The steam from the bath clung to us as we stumbled out, shivering slightly in the sudden chill of the bedroom. Luciano pulled me close, his arms wrapping around me like a warm cloak. I nestled against his chest, the rhythmic thud of his heartbeat a comforting counterpoint to the racing of my own.

"That was…" I began, searching for the right words, "intoxicating."
He chuckled, his breath warm against my hair. "Agreed. Though I think we should have more of these… distractions."
I smiled, the memory of his touch still lingering on my skin. "Perhaps."

A silence fell between us, broken only by the crackling of the fire in the hearth. I glanced at Luciano, his face relaxed in sleep, a rare moment of peace etched on his features.

Suddenly, I felt a pang of guilt. I had lied to him, withheld a crucial piece of myself. I remembered him from one of my  visions, the chilling familiarity of his eyes. It was… it had to be…
My breath hitched. I couldn't tell him. Not yet. Not when the truth threatened to shatter everything we had built.
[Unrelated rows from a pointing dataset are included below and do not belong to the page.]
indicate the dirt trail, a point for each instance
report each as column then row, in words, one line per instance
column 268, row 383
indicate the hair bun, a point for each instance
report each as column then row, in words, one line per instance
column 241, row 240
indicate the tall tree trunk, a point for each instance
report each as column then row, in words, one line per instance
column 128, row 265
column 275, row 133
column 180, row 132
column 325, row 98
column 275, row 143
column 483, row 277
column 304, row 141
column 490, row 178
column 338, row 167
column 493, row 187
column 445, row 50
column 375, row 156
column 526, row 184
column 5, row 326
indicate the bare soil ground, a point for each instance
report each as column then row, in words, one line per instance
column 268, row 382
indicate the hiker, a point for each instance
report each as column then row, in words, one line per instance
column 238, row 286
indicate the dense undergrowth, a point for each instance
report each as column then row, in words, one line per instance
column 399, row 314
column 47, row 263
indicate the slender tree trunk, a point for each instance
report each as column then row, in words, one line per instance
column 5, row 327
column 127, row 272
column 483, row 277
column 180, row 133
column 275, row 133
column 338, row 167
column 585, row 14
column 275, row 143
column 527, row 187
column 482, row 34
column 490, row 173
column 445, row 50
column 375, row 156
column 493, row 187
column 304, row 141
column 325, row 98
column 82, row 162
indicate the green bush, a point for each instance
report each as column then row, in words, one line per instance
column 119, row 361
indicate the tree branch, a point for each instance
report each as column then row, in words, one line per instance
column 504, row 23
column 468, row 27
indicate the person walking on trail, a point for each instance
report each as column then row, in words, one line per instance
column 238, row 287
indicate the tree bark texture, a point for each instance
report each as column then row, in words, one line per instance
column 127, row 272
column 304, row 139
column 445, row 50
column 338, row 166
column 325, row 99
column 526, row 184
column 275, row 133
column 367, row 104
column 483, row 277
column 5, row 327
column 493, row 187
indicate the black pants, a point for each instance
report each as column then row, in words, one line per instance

Luciano stirred, his eyes fluttering open. "Thinking about something?" he asked, his voice husky with sleep.
I forced a smile. "Just… the war. And… my family and us."
He nodded understandingly, pulling me closer. "We'll get through this, Alessia. Together."

I clung to his words, desperate for the reassurance. But the weight of my secret pressed down on me, a heavy stone in my chest. I knew this fragile peace wouldn't last. The truth, like a venomous snake, would eventually slither out, threatening to destroy everything we had built.